Why we built wiki-links into NoteLounge

ProductJune 5, 20265 min read

Most note-taking apps treat notes like files in a cabinet: you write something down, file it away, and hope you remember where you put it. That model works fine for storage. It fails completely for thinking.

Ideas don't live in isolation. The note you wrote about a customer call last month is connected to the product spec you drafted yesterday, which is connected to the strategy memo you'll write next week. A filing cabinet can't represent those relationships. A graph can.

Two brackets, zero ceremony

In NoteLounge, typing [[ anywhere in a note opens a quick picker over every note you've written. Choose one — or type a title that doesn't exist yet — and you've created a link. That's the whole feature. No dialogs, no link manager, no leaving the keyboard.

The low ceremony is the point.

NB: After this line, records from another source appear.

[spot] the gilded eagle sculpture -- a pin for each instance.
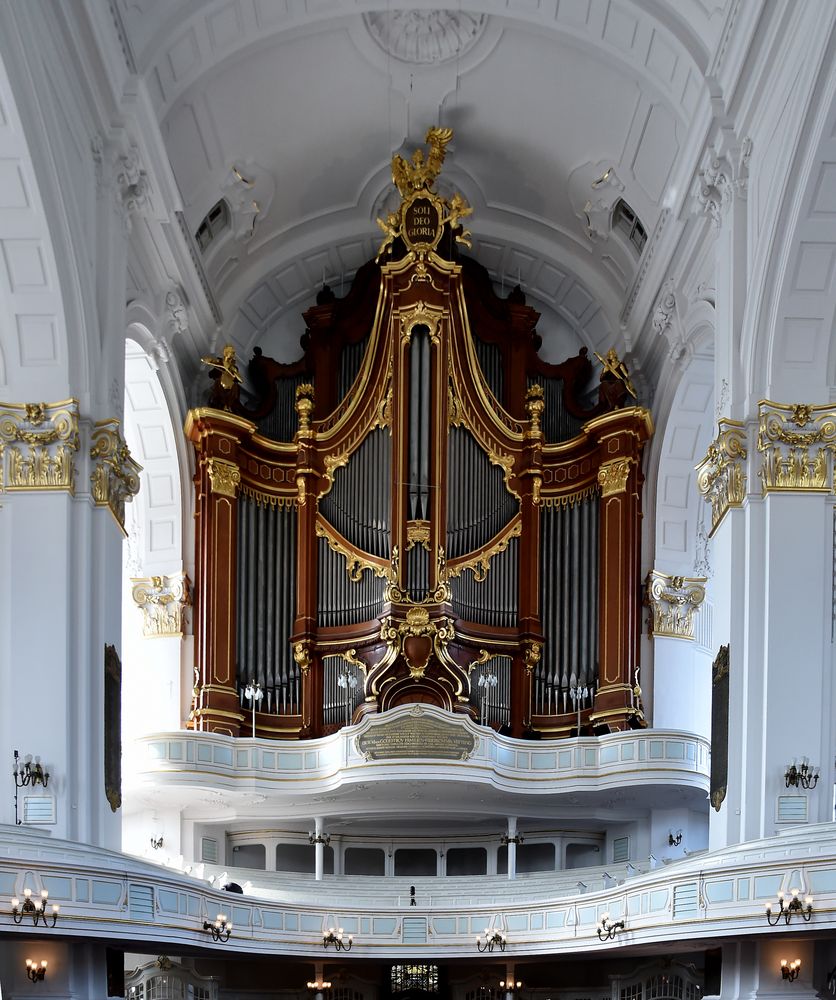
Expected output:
(415, 179)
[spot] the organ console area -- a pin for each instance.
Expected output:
(419, 509)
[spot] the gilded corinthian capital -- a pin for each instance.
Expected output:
(163, 601)
(673, 601)
(40, 441)
(720, 476)
(796, 442)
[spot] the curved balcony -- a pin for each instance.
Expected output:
(109, 895)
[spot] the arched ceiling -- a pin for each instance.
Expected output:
(291, 110)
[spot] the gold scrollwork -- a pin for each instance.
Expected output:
(224, 476)
(673, 601)
(163, 601)
(115, 476)
(720, 477)
(355, 563)
(50, 433)
(613, 475)
(480, 564)
(795, 441)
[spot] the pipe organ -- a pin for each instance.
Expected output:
(420, 509)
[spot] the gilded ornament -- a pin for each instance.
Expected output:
(480, 564)
(613, 475)
(355, 562)
(163, 601)
(797, 442)
(115, 476)
(40, 440)
(674, 601)
(224, 476)
(720, 477)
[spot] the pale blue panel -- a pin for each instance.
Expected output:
(106, 892)
(542, 761)
(167, 900)
(719, 892)
(58, 887)
(823, 880)
(658, 900)
(766, 887)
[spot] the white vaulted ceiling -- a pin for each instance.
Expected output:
(308, 99)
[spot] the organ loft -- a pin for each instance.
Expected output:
(419, 508)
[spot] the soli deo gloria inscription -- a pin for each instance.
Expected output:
(416, 736)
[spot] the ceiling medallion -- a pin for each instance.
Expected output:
(425, 37)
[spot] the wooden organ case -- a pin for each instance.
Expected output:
(420, 509)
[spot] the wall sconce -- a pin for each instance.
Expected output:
(790, 971)
(608, 929)
(491, 940)
(29, 773)
(335, 936)
(788, 910)
(37, 913)
(36, 971)
(803, 776)
(220, 930)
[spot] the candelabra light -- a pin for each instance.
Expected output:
(253, 694)
(790, 970)
(803, 775)
(788, 910)
(336, 937)
(220, 929)
(36, 911)
(490, 940)
(36, 971)
(607, 929)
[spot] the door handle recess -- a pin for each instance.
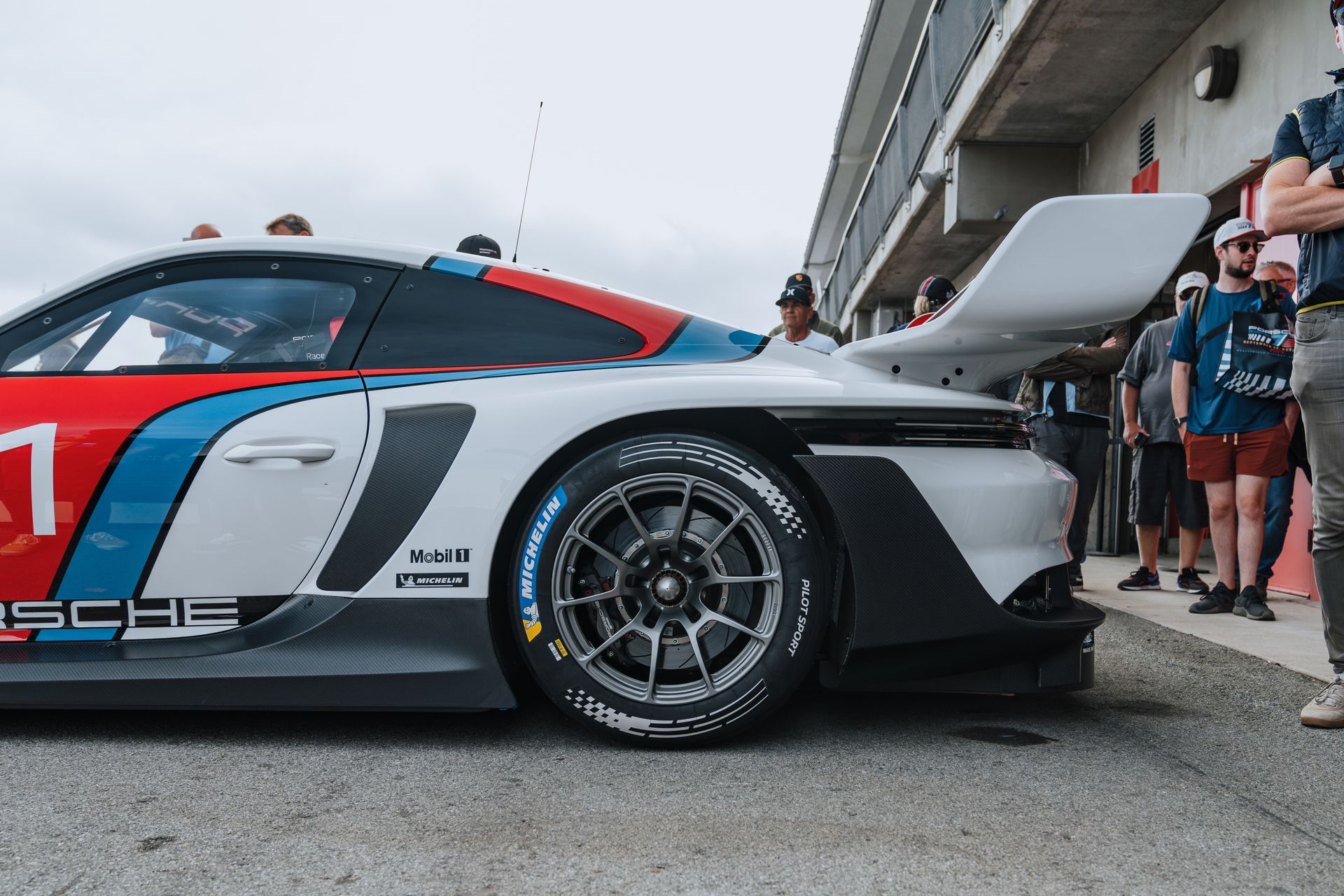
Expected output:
(302, 451)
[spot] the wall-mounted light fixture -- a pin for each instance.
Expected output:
(932, 179)
(1215, 78)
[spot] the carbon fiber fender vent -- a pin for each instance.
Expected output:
(420, 445)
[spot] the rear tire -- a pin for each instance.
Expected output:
(671, 590)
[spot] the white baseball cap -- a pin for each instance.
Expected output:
(1193, 279)
(1236, 229)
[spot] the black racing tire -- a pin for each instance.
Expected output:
(729, 652)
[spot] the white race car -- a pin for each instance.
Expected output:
(314, 473)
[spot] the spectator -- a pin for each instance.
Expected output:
(1159, 454)
(1303, 197)
(815, 324)
(794, 311)
(933, 295)
(1070, 396)
(289, 226)
(1278, 498)
(181, 348)
(1278, 273)
(1234, 442)
(480, 245)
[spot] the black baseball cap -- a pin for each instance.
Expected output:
(480, 245)
(937, 289)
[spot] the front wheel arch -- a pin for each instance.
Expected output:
(752, 428)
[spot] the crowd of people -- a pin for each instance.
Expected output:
(299, 226)
(1224, 403)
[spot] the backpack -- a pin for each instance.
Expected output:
(1259, 351)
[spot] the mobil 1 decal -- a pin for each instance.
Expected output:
(527, 566)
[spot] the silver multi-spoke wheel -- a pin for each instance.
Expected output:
(667, 589)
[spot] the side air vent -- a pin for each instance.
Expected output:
(420, 445)
(917, 429)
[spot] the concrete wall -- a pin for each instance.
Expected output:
(1284, 46)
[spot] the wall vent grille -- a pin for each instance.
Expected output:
(1147, 143)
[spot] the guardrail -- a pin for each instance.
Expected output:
(952, 35)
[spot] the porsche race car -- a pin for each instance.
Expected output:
(318, 473)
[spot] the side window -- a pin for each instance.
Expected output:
(438, 320)
(206, 316)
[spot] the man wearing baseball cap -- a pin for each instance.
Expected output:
(1159, 456)
(1234, 442)
(1303, 195)
(815, 323)
(794, 311)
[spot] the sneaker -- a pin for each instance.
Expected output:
(1190, 582)
(1142, 580)
(22, 545)
(1250, 603)
(1327, 708)
(1217, 601)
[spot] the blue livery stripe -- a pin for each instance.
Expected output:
(77, 634)
(144, 486)
(457, 267)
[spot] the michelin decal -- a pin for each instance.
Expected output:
(527, 568)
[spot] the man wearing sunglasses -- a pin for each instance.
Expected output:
(1303, 195)
(1234, 442)
(794, 316)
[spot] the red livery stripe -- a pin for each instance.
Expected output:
(94, 416)
(654, 323)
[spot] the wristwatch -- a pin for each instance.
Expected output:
(1336, 166)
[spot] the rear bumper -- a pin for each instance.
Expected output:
(315, 652)
(913, 614)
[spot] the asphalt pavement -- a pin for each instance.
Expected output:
(1183, 771)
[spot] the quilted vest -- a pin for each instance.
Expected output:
(1323, 124)
(1320, 265)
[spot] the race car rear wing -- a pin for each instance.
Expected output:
(1069, 270)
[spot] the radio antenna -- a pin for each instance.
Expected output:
(528, 183)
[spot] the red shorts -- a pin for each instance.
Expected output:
(1217, 458)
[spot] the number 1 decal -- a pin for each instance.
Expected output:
(41, 470)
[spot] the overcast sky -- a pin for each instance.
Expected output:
(682, 150)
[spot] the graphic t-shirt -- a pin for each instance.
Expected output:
(1214, 410)
(1149, 371)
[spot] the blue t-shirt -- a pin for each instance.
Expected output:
(1214, 410)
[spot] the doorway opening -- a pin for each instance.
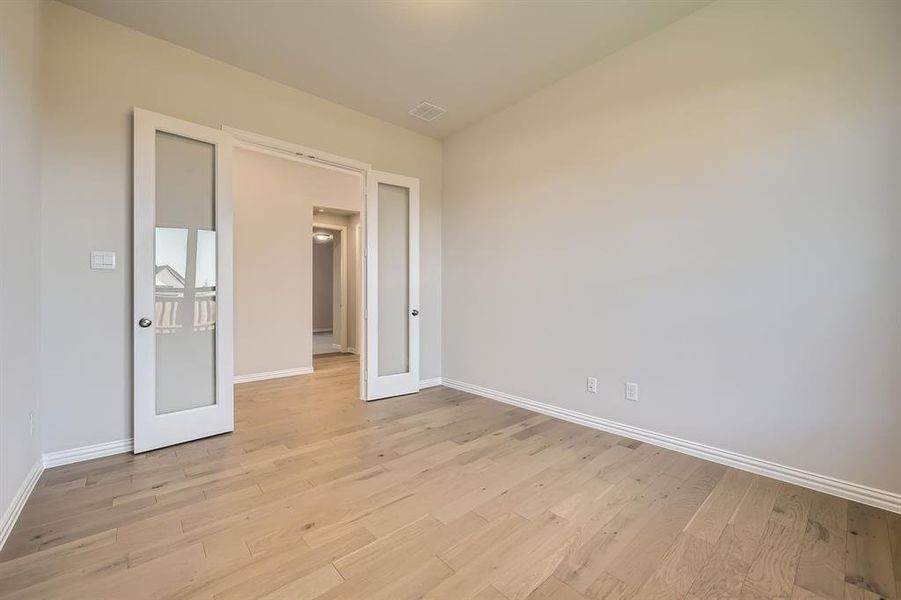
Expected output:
(336, 281)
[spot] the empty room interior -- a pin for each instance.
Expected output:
(450, 299)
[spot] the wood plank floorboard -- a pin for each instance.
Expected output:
(440, 495)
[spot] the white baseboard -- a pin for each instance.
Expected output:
(821, 483)
(273, 374)
(74, 455)
(18, 502)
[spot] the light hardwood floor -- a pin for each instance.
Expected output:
(438, 495)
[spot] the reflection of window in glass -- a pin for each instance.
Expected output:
(205, 281)
(171, 257)
(171, 252)
(205, 276)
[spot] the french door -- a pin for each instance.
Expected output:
(392, 285)
(183, 380)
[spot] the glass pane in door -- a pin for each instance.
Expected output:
(393, 284)
(185, 274)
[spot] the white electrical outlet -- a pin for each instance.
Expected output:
(631, 391)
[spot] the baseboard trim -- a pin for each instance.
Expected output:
(74, 455)
(273, 374)
(844, 489)
(11, 515)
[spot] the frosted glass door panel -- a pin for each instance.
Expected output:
(185, 273)
(394, 284)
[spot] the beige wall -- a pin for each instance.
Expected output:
(20, 235)
(96, 71)
(323, 280)
(713, 213)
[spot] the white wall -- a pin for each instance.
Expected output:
(713, 213)
(20, 210)
(96, 72)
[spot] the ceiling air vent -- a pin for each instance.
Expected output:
(427, 111)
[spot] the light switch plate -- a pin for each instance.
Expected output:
(101, 259)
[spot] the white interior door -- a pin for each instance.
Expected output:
(392, 285)
(183, 388)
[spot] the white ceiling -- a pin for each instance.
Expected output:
(383, 57)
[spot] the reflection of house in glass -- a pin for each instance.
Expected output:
(172, 248)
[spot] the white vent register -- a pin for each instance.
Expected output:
(427, 111)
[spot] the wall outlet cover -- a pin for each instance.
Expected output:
(631, 391)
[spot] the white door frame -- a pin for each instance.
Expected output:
(152, 430)
(384, 386)
(284, 149)
(342, 314)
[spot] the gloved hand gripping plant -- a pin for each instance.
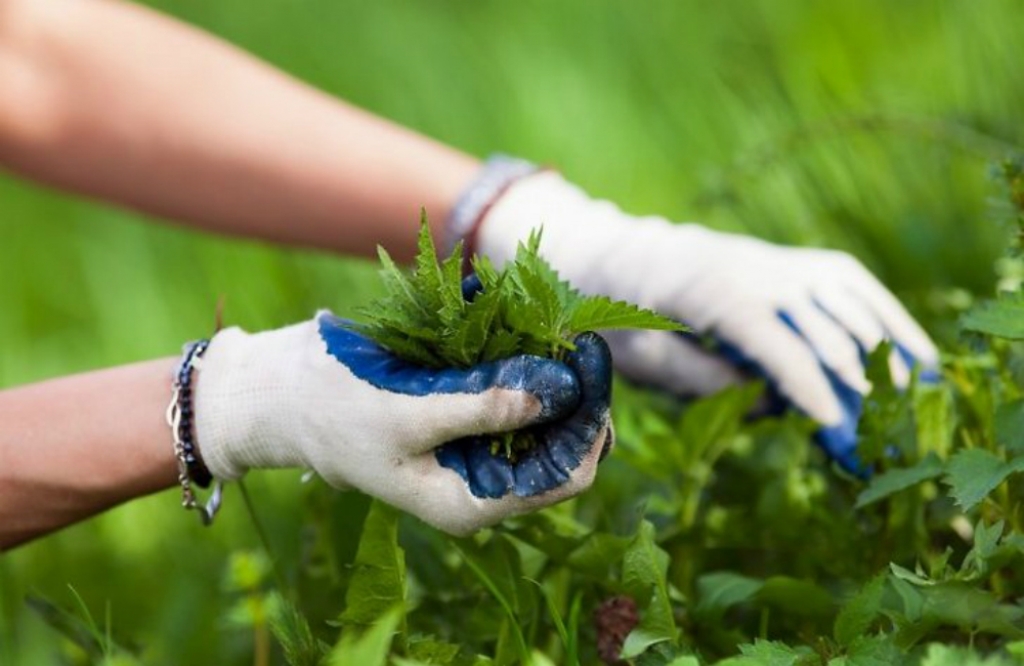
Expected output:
(435, 319)
(416, 405)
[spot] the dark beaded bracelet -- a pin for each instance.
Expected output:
(198, 471)
(180, 418)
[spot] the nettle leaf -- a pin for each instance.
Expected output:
(894, 481)
(888, 416)
(873, 651)
(1001, 318)
(524, 308)
(1009, 425)
(719, 591)
(645, 570)
(973, 473)
(934, 413)
(371, 648)
(598, 313)
(773, 653)
(939, 655)
(378, 582)
(859, 613)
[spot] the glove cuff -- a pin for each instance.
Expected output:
(245, 400)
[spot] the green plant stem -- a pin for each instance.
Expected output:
(279, 578)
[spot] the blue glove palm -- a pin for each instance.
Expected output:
(323, 397)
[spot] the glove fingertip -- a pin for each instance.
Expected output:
(592, 363)
(553, 384)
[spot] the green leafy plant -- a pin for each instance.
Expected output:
(522, 308)
(426, 318)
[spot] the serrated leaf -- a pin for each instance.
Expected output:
(428, 650)
(645, 568)
(1009, 426)
(875, 651)
(719, 591)
(973, 473)
(370, 648)
(1001, 318)
(934, 414)
(939, 655)
(378, 582)
(524, 308)
(894, 481)
(599, 313)
(857, 615)
(774, 653)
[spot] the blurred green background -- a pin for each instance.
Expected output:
(866, 125)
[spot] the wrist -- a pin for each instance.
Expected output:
(246, 391)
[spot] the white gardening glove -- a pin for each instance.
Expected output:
(801, 318)
(322, 397)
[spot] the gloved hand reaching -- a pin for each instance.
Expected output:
(802, 318)
(318, 396)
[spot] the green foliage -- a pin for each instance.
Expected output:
(523, 308)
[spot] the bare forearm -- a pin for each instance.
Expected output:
(73, 447)
(120, 102)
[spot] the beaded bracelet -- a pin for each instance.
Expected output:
(498, 174)
(180, 414)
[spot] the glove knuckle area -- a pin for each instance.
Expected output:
(443, 500)
(788, 363)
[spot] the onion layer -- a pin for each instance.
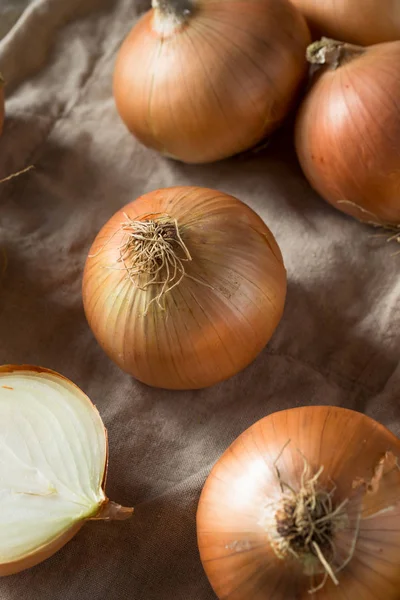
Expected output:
(202, 80)
(184, 287)
(348, 130)
(364, 22)
(305, 501)
(53, 459)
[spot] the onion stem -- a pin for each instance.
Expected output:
(304, 523)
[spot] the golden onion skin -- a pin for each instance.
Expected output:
(234, 545)
(363, 22)
(221, 315)
(348, 134)
(211, 83)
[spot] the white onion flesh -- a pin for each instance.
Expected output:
(53, 454)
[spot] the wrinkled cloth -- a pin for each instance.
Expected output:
(338, 342)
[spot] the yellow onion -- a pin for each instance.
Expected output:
(305, 503)
(184, 287)
(201, 80)
(348, 129)
(1, 103)
(362, 22)
(53, 461)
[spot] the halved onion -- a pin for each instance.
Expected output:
(53, 462)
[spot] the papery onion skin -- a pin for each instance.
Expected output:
(348, 134)
(235, 548)
(1, 104)
(364, 22)
(208, 331)
(211, 83)
(44, 552)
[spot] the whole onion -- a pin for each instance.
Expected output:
(348, 129)
(202, 80)
(305, 503)
(53, 464)
(184, 287)
(1, 103)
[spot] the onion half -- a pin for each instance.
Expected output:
(184, 287)
(305, 502)
(53, 461)
(201, 80)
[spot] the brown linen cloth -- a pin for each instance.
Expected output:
(338, 342)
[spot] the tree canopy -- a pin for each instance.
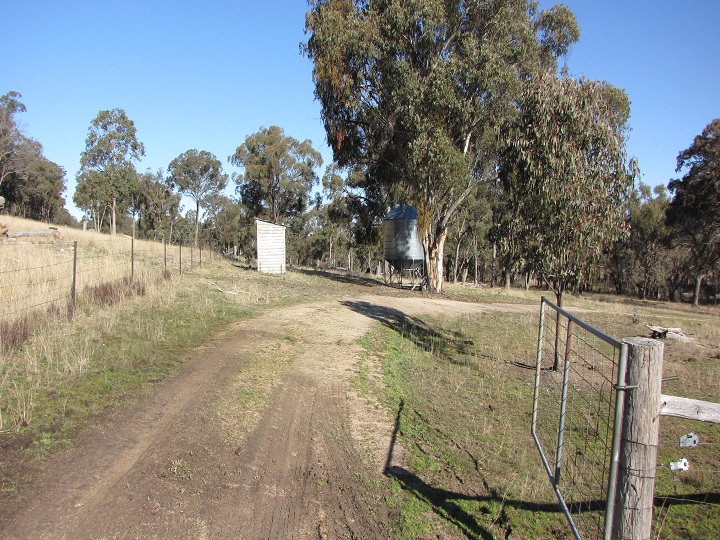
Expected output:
(106, 165)
(31, 184)
(197, 174)
(694, 211)
(566, 177)
(279, 173)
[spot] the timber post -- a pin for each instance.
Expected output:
(638, 440)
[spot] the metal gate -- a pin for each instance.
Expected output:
(576, 416)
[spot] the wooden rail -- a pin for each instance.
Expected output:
(692, 409)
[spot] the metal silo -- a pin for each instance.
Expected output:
(401, 246)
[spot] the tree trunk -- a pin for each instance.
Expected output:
(492, 272)
(698, 285)
(112, 218)
(475, 256)
(457, 260)
(197, 220)
(434, 252)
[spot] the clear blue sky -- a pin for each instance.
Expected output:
(205, 75)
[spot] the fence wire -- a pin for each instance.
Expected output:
(39, 276)
(574, 415)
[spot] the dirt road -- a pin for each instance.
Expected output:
(258, 437)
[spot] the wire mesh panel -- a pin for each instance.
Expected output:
(574, 414)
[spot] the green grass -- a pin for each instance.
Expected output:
(462, 404)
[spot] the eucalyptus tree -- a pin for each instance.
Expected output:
(111, 147)
(197, 174)
(279, 173)
(158, 206)
(694, 211)
(10, 136)
(413, 92)
(567, 176)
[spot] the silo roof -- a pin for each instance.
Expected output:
(403, 212)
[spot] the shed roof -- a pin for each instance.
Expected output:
(403, 212)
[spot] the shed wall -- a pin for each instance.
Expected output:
(270, 247)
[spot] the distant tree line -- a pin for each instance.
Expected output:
(465, 110)
(31, 185)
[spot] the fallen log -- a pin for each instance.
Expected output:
(18, 234)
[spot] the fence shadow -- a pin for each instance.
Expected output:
(445, 502)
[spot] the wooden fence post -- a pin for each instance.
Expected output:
(73, 292)
(638, 440)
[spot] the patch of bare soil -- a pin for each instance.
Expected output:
(258, 437)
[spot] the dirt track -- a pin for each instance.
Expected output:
(191, 461)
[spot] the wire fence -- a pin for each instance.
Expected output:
(574, 414)
(49, 276)
(578, 423)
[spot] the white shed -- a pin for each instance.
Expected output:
(271, 247)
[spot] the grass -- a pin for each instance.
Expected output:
(125, 337)
(462, 406)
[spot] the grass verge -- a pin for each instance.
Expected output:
(462, 406)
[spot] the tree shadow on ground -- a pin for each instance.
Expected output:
(365, 280)
(445, 503)
(428, 338)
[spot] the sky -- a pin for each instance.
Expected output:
(206, 75)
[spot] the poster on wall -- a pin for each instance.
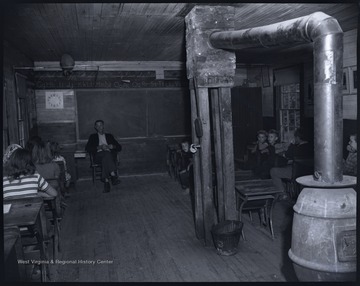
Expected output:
(54, 99)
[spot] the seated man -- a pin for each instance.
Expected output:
(103, 147)
(300, 148)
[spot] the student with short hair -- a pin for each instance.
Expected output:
(300, 148)
(350, 164)
(261, 151)
(56, 157)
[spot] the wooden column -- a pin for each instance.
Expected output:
(218, 157)
(227, 152)
(205, 163)
(198, 198)
(211, 68)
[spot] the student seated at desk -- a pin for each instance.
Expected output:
(350, 164)
(20, 178)
(41, 157)
(56, 157)
(275, 158)
(261, 151)
(299, 148)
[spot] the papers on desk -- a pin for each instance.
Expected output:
(79, 154)
(6, 208)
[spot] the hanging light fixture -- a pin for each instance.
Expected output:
(67, 64)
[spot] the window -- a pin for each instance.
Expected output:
(21, 116)
(289, 111)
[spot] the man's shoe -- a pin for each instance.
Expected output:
(106, 187)
(115, 180)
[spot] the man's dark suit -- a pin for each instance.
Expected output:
(105, 158)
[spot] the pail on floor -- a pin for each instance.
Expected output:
(226, 236)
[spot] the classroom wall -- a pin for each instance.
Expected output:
(143, 120)
(11, 57)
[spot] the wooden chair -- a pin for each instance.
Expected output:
(62, 176)
(13, 252)
(257, 195)
(96, 169)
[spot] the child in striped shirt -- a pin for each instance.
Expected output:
(20, 178)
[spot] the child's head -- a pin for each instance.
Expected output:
(273, 136)
(54, 149)
(352, 145)
(34, 140)
(262, 136)
(41, 153)
(19, 163)
(185, 146)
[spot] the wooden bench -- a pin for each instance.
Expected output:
(256, 195)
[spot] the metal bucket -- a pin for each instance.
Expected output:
(323, 244)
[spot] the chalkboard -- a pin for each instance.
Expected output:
(134, 113)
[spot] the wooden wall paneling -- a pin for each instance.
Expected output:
(198, 198)
(206, 165)
(215, 111)
(350, 48)
(227, 152)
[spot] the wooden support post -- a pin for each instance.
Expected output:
(227, 152)
(206, 166)
(212, 68)
(198, 200)
(214, 93)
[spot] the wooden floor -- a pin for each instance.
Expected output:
(143, 231)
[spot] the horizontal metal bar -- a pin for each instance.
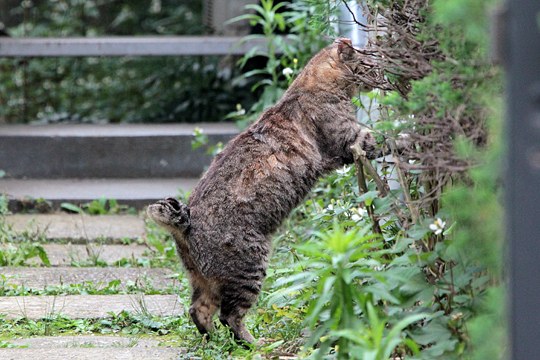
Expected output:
(126, 46)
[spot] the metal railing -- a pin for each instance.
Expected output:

Linking has to be cheaper than not linking, or you simply won't do it mid-thought. We measured ourselves against one test: can you connect two ideas without losing the sentence you were writing? If the answer is ever no, the feature has failed.

Backlinks do the remembering

Every link is bidirectional. When you open a note, NoteLounge shows you every other note that references it — even ones you wrote months ago and forgot about. You don't have to maintain an index, because the index maintains itself.

This is where the compounding happens. A note you write today gets more valuable every time a future note links to it. After a few months, opening an old note feels less like reading an archive and more like rejoining a conversation.

Links are how the agent thinks, too

Wiki-links aren't just for you. When you ask the Lounge agent a question, it traverses the same graph you built — following links from relevant notes to their neighbors to assemble context a keyword search would miss. The structure you create while writing becomes the structure the agent reasons over.

That's the quiet bet behind NoteLounge: a knowledge base you build for yourself, one [[ at a time, turns out to be exactly the substrate an AI needs to be genuinely useful. You're not doing extra work to help the machine. You're thinking in connections, and the machine gets to come along.